Yes, there's some reduction in effective aperture. Using a green laser pointer and a ruler, I measured the effective aperture with the AG in place to be ~182mm. Removing it, but without refocusing (the scope was focused accurately from last observing session to the exact eyepiece used in the test), I measured the effective aperture to 203mm.

Shouldn't the aperture still be reduced, if I didn't refocus the scope, since the reduction comes from the primary mirror being too close to the secondary? I think I am doing the test correctly. I have used it before. It is a wonderfully simple and accurate test.

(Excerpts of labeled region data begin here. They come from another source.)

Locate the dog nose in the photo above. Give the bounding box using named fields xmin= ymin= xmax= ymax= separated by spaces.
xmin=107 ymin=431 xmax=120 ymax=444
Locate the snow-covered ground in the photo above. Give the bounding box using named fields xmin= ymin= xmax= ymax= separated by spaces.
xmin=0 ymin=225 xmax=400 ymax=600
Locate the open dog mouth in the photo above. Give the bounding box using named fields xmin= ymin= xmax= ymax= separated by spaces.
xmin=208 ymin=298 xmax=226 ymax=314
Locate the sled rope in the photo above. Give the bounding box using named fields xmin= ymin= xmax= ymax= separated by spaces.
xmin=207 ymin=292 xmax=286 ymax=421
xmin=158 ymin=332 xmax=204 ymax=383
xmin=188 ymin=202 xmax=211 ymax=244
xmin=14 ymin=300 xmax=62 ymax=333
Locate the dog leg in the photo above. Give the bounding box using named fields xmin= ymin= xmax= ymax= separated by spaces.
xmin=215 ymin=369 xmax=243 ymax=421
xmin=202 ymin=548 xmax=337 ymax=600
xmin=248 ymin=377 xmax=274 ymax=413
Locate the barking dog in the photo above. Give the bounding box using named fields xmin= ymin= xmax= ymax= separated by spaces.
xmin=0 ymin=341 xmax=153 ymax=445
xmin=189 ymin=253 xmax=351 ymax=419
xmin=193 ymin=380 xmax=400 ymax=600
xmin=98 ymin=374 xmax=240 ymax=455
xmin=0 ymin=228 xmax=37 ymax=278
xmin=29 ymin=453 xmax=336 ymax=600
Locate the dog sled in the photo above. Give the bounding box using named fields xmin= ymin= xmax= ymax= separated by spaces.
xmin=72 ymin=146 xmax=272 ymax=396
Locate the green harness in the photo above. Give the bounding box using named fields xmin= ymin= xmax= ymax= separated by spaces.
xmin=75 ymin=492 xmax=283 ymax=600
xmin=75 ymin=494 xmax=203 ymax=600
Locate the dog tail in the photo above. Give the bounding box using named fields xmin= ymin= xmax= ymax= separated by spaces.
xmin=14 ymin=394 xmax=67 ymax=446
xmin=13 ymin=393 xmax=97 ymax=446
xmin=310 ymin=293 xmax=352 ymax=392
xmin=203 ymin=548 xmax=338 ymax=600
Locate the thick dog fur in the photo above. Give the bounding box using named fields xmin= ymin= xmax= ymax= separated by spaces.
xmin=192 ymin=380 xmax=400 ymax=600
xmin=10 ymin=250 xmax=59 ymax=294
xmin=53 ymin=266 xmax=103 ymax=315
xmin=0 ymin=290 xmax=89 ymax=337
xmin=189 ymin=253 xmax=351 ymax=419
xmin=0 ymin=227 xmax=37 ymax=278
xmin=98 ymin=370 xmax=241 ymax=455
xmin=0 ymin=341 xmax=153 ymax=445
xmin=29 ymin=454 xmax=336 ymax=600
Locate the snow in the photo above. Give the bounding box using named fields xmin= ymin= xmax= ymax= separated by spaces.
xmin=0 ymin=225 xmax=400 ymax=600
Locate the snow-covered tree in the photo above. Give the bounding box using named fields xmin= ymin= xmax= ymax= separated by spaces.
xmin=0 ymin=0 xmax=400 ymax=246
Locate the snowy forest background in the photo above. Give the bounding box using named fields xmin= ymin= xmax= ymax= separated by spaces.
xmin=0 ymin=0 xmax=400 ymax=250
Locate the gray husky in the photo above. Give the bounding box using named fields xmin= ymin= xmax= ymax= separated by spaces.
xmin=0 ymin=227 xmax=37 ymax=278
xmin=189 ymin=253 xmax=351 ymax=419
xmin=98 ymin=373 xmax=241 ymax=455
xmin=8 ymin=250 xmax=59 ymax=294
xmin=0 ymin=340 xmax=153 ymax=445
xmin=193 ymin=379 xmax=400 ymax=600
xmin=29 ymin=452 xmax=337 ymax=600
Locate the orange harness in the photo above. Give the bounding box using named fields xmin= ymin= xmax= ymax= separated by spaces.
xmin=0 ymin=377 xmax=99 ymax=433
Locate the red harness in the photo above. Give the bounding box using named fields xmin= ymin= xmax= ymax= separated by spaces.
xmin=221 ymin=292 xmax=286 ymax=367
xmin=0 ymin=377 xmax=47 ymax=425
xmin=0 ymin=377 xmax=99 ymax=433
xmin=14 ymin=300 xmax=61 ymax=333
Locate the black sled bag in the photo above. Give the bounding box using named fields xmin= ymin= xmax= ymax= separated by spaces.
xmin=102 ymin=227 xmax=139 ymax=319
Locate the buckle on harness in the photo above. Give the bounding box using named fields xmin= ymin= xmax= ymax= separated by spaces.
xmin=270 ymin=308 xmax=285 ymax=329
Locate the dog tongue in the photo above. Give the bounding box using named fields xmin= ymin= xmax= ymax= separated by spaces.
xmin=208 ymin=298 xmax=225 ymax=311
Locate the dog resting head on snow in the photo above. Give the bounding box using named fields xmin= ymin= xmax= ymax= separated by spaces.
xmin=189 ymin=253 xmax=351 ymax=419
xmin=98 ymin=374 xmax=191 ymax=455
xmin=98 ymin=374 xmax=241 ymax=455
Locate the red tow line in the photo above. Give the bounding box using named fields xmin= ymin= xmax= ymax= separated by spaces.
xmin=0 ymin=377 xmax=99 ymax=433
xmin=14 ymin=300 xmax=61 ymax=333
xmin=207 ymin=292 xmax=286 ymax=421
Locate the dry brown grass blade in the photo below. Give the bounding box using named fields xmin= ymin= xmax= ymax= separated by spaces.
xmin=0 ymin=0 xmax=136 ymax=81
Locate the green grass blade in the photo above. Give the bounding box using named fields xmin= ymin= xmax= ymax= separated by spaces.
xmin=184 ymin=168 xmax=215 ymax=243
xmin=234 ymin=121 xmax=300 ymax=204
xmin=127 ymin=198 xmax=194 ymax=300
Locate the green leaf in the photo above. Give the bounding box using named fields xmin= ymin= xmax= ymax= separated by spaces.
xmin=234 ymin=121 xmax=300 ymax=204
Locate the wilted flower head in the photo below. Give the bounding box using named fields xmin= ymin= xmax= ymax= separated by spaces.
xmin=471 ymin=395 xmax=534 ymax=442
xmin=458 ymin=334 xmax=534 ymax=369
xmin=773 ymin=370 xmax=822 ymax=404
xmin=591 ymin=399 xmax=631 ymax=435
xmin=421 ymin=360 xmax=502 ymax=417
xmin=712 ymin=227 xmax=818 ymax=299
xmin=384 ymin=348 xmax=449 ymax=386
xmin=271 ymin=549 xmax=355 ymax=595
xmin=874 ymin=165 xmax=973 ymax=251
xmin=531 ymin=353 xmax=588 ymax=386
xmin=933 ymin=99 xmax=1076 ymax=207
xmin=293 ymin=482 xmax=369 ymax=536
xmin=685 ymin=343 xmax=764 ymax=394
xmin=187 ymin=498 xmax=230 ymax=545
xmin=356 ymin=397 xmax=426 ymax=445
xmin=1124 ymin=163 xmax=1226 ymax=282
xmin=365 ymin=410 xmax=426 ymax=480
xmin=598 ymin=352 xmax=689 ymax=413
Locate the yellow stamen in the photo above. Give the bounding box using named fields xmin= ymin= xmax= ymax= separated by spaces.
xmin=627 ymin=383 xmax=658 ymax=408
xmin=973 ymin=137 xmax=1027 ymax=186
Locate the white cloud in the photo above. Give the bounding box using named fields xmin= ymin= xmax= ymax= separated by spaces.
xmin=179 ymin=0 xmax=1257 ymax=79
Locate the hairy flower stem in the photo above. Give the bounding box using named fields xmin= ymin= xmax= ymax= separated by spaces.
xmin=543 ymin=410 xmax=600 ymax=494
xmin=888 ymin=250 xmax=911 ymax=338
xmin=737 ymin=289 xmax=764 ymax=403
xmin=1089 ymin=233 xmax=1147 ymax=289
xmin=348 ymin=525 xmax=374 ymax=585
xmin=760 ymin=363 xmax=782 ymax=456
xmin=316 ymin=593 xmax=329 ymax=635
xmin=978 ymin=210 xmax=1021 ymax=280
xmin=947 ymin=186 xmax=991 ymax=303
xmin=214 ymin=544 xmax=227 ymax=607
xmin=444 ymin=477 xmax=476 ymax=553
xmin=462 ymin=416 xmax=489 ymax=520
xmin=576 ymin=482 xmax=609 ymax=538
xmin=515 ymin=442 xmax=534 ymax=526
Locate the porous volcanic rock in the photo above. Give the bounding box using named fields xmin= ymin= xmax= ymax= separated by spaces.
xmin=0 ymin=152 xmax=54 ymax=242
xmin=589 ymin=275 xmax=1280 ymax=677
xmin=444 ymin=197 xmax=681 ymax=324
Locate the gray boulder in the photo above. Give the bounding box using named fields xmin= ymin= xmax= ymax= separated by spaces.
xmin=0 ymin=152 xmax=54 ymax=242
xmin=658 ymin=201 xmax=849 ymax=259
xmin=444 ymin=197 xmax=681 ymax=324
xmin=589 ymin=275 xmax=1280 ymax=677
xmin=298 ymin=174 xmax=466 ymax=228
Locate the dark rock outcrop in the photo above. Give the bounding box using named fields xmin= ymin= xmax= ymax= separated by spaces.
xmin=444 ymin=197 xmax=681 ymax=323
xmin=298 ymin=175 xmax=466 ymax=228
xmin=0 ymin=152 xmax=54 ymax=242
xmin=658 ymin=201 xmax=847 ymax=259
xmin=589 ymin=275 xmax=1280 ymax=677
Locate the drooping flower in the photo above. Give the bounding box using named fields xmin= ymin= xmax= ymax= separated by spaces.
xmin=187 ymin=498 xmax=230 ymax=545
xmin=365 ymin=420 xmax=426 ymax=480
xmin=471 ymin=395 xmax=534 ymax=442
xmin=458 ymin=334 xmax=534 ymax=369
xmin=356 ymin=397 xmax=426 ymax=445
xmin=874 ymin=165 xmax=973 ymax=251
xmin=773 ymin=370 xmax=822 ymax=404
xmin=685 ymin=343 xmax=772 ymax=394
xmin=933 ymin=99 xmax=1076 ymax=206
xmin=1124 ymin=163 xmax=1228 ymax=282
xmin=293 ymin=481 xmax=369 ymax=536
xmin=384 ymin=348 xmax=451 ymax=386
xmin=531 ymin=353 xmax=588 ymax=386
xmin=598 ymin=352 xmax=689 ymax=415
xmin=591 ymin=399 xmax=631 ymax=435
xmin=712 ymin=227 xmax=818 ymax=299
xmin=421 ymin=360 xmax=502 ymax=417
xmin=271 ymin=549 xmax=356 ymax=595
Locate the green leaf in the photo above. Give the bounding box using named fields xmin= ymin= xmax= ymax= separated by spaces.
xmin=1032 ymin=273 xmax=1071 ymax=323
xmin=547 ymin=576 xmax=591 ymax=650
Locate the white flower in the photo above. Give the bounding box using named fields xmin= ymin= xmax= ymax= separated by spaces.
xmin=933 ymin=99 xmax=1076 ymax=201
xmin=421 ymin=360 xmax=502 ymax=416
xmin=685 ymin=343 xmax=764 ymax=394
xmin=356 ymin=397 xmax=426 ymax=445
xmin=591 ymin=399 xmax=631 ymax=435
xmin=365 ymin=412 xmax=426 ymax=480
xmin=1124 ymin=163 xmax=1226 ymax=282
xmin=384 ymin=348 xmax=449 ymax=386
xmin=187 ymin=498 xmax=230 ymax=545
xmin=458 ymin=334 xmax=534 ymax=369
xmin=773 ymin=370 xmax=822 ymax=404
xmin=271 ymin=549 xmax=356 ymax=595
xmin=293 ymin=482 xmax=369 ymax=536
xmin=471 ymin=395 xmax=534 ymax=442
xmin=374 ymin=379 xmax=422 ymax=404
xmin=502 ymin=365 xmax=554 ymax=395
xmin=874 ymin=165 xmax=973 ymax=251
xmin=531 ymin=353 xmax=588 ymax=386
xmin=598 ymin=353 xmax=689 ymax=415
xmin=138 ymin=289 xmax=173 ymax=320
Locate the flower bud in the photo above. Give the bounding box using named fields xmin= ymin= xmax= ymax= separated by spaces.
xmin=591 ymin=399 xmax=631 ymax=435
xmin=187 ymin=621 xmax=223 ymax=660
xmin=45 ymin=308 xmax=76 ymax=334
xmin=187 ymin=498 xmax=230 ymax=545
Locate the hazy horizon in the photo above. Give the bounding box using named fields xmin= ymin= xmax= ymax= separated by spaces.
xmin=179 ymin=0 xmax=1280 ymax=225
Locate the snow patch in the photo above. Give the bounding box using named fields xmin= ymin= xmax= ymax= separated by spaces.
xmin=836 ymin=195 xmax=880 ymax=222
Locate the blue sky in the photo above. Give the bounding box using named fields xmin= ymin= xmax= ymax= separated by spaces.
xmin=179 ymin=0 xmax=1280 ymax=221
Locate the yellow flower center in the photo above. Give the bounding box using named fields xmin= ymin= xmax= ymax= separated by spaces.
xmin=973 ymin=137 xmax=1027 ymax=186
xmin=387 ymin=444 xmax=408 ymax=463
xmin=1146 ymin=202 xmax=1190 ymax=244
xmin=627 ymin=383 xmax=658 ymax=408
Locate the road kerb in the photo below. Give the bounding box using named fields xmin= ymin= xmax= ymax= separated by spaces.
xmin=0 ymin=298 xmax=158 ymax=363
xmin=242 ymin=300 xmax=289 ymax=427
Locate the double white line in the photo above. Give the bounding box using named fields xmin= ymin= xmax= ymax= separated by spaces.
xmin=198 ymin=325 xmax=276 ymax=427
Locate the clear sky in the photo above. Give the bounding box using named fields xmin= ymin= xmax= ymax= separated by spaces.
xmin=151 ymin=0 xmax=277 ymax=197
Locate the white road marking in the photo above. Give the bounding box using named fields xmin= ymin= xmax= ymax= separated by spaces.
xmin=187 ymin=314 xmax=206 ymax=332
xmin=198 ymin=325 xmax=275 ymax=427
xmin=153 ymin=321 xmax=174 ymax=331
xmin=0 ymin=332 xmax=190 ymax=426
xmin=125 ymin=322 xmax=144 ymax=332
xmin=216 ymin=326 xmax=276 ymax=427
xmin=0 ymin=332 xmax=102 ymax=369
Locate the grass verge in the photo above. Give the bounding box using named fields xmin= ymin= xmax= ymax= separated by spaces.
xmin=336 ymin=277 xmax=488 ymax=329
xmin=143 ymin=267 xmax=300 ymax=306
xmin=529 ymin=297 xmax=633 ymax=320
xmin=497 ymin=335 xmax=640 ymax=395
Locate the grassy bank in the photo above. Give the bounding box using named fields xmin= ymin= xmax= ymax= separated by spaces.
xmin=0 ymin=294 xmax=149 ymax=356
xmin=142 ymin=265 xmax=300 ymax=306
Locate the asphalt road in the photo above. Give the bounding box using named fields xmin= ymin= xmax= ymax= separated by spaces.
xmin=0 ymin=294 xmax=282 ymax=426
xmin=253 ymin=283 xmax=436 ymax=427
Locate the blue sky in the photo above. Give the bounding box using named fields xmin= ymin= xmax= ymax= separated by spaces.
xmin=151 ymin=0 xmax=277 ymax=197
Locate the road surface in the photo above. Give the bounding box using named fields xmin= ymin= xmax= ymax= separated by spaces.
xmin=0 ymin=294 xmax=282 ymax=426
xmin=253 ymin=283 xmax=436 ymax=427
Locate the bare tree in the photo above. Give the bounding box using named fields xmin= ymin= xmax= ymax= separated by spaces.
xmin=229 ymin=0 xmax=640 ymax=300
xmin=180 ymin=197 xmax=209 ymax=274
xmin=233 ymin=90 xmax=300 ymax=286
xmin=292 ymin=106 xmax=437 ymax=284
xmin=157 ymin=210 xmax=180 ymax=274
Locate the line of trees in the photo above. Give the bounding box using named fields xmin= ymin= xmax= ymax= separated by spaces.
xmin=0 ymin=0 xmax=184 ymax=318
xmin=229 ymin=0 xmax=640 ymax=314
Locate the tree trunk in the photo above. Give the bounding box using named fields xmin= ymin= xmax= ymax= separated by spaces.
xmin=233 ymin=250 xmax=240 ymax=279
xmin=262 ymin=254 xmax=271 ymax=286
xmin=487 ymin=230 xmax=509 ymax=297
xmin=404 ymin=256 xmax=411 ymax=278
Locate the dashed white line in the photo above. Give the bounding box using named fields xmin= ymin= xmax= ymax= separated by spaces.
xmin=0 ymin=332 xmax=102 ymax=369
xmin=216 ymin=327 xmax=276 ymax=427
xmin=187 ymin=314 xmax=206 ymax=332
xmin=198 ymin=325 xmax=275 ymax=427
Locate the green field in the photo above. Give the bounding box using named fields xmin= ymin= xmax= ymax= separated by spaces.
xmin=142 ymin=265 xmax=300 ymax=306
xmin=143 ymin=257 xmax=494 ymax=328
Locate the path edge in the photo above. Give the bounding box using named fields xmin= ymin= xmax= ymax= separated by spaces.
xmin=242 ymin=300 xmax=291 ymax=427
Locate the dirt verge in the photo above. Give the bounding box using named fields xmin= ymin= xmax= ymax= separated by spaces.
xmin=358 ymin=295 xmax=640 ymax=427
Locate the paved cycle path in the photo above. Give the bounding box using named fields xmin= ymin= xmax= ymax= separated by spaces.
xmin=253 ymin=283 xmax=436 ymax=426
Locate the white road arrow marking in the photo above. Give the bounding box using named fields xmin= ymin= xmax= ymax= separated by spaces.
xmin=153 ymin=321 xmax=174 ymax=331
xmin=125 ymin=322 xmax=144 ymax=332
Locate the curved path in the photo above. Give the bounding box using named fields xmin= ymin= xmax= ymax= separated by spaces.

EDIT: I tried looking through the bino with no eyepieces in it and the reduction in aperture is directly visible. You have to move your eye around a little to see the whole primary mirror reflection. If I remove the AG, I can see the whole mirror, without having to move my head. Apparently the AG acts as a sort of magnifier, which magnifies the image (it's a positive lens) of the primary mirror enough, that the image won't all fit through the free aperture of the AG. That sounds odd, since we're talking about a focal reducer, but optics are weird like that.

I'll try some more experiments, to see if I can increase effective aperture.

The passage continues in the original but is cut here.